Çin Bilimler Akademisi’nin Sincan Astronomi Gözlemevi’nden araştırmacılar, astronomik gözlemlerde ve jeodezik ölçümlerde önemli bir hata kaynağı olan atmosferik gecikmeyi doğru bir şekilde tahmin edebilen hibrit bir derin öğrenme modeli geliştirdiler. Çalışma şurada yayınlandı: Astronomi ve Astrofizik Araştırmaları.
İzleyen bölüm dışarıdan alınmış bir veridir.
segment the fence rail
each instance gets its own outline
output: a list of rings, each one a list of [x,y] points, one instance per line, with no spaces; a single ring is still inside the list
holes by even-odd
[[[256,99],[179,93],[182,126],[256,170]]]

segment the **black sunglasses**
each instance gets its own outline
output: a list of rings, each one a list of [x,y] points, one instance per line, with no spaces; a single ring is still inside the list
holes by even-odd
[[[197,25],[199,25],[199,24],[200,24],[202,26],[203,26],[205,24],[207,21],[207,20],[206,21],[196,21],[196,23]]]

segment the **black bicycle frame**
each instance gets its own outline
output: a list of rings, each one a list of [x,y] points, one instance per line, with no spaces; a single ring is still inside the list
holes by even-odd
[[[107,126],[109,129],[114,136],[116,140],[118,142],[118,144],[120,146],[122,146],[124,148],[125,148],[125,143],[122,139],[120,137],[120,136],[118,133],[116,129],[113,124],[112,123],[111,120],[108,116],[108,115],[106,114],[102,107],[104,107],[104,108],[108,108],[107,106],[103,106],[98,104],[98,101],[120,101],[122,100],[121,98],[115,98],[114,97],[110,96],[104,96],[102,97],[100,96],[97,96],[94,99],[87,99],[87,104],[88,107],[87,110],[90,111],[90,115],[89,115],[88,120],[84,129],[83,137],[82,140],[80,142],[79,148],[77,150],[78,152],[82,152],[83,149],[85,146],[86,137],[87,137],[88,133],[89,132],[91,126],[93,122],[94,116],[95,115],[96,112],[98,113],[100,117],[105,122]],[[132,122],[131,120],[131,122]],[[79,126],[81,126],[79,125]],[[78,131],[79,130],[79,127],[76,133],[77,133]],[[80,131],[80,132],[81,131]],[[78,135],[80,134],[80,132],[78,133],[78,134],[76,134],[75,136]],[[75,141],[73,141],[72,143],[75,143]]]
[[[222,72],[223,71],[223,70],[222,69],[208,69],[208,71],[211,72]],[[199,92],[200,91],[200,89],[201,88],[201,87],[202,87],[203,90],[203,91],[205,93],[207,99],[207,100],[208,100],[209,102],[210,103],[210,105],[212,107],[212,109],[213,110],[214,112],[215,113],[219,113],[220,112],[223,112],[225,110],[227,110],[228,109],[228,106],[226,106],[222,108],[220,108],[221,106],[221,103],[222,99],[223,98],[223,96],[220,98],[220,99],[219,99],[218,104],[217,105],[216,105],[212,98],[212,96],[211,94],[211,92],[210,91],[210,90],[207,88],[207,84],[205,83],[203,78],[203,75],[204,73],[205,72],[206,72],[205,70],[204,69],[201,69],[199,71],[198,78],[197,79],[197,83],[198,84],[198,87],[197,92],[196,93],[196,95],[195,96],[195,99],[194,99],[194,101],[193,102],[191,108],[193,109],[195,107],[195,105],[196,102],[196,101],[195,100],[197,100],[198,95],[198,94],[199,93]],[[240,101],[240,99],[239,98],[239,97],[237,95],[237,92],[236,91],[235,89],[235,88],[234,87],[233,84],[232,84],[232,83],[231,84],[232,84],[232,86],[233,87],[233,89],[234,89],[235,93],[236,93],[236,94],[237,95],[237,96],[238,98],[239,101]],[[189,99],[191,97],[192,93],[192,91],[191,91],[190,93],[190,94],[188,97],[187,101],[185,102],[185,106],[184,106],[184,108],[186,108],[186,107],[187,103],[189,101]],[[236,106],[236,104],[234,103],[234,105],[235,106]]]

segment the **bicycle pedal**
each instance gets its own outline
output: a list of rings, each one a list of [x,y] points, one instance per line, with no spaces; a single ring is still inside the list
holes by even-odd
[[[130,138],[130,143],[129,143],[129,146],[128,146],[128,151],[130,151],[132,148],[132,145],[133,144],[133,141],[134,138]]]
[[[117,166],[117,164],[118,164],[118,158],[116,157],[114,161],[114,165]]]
Elektromanyetik dalgalar, hava yoğunluğu ve su buharı içeriğindeki değişiklikler nedeniyle Dünya atmosferinden geçerken yavaşlar ve bu da “troposferik gecikme” olarak bilinen duruma neden olur. Bu gecikme, Çok Uzun Temel Hat Girişim Ölçümü (VLBI) ve Küresel Navigasyon Uydu Sistemi (GNSS) konumlandırmasında önemli bir hata kaynağı olarak kabul edilir.
“Görünmez bir mercek” gibi davranarak sinyallerin hafifçe bükülmesine ve atmosferde gecikmesine neden olarak ölçüm doğruluğunu etkiler. Bu gecikmeyi doğru bir şekilde modellemek ve tahmin etmek, astronomik gözlem ve jeodezik ölçüm alanlarında önemli bir zorluk haline geldi.
LI Mingshuai liderliğindeki araştırmacılar, NanShan 26 metre Radyo Teleskobu’ndan elde edilen çok yıllık GNSS ve meteorolojik verileri kullanarak, Geçitli Tekrarlayan Birim (GRU) ve Uzun Kısa Süreli Bellek (LSTM) ağını birleştiren derin öğrenme modelini geliştirdi. Bu model, yapay zekanın önemli bir dalıdır ve büyük hacimli verilerden atmosferik gecikme değişimlerinin modellerini otomatik olarak öğrenebilir. Zenith Troposferik Gecikmesinin (ZTD) yüksek hassasiyetli kısa vadeli tahminini gerçekleştirir.
NanShan istasyonundaki uzun vadeli GNSS gözlemlerinin spektral analizi yoluyla araştırmacılar, ZTD varyasyonunda yazın daha fazla, kışın daha az gecikmeyle farklı yıllık ve altı aylık döngüler belirlediler. Bu değişimler sıcaklık ve su buharı içeriğiyle yakından ilişkiliydi; atmosfer ne kadar sıcak ve nemliyse sinyal gecikmesi de o kadar büyük olur.
Karmaşık doğrusal olmayan davranışları yakalamaya çalışan geleneksel ampirik modellerin sınırlamalarını ele almak için araştırmacılar, GRU’nun kısa vadeli dinamik özellikleri çıkarırken LSTM’nin uzun vadeli eğilimleri yakaladığı bir derin öğrenme mimarisini benimsedi. Bu ikisini birleştiren “hibrit sinir ağı”, atmosferik gecikmedeki hem kısa vadeli dalgalanmaları hem de mevsimsel düzenlilikleri etkili bir şekilde modelliyor.
Sonuçlar, modelin yalnızca yaklaşık 8 milimetrelik bir tahmin hatasına ve %96’lık bir korelasyon katsayısına ulaştığını ve bu sayede geleneksel istatistiksel ve tek ağ yaklaşımlarından önemli ölçüde daha iyi performans gösterdiğini gösteriyor.
Troposferik gecikmenin yüksek hassasiyetli tahminleri, VLBI gözlemleri için atmosferik faz kalibrasyonunu önemli ölçüde iyileştirebilir, radyo kaynağı konumlandırmasını ve temel çözümleri geliştirebilir ve milimetre dalga astronomisi için daha doğru meteorolojik destek sağlayabilir. Dahası, sonuçların çökeltilebilir su buharı kazanımı ve hava durumu tahminlerinde geniş uygulamaları vardır.
Bu çalışma, radyo teleskopları için atmosferik kalibrasyonda yapay zekanın potansiyelini ortaya koyuyor ve Qitai 110 metrelik Teleskobun yüksek frekanslı operasyonları ve gelecekteki çok istasyonlu interferometrik gözlemler için teknik bir temel oluşturuyor.